From canon it was established that Voldemort's soul was earthbound because of the Horcruxes. That doesn't have anything to do with his tangible body though, which was destroyed at the Attack on Potters. We know he can feel pain, which is one other "weakness" of the human nature (according to Voldemort):
“I miscalculated, my friends, I admit it. My curse was deflected by the woman’s foolish sacrifice, and it rebounded upon myself. Aaah... pain beyond pain, my friends; nothing could have prepared me for it. I was ripped from my body, I was less than spirit, less than the meanest ghost... but still, I was alive.

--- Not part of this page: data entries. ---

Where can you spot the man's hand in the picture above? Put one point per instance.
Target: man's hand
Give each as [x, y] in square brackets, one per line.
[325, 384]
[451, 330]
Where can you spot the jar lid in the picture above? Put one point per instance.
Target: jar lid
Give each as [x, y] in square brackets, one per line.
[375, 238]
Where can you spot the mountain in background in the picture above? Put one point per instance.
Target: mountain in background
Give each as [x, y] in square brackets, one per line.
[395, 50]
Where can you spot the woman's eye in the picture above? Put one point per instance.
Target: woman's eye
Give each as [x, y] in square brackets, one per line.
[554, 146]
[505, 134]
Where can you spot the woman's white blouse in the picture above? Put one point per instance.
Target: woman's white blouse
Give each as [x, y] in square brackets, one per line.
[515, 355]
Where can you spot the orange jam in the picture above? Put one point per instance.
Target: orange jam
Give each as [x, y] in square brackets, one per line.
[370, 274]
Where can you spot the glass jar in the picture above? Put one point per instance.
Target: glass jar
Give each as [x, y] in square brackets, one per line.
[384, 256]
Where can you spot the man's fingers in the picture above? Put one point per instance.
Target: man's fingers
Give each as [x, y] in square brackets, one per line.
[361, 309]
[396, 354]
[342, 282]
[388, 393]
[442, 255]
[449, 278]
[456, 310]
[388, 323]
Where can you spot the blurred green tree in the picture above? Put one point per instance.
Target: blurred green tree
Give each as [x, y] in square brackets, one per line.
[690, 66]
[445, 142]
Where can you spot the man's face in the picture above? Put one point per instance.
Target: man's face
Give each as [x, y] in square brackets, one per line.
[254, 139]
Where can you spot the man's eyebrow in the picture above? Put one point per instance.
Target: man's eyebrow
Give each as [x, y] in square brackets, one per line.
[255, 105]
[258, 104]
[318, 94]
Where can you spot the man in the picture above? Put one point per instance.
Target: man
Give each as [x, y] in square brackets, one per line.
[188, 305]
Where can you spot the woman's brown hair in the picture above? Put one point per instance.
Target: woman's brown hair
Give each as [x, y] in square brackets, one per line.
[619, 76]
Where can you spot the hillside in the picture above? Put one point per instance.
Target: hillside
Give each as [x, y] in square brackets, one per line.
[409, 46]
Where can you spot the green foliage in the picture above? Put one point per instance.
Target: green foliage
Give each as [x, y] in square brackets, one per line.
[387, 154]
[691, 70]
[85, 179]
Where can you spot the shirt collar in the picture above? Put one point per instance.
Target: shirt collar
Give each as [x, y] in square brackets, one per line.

Harry Potter and the Goblet of Fire, Chapter 33 - The Death Eaters [Emphasis mine]
Him being immortal, means that his soul cannot pass away; his body still continues to function like any other mortal human body, effectively being a "container" for the eight mangled part of his soul.
As such, as his body is vulnerable to destruction like any other one, one can imagine that it also needs feeding and watering to continue its biological functions.
Although it's a little odd of course, to imagine Voldemort having a Lucullian fare, he could probably be fed with venom of Nagini, as he did when he was in his rudimentary body.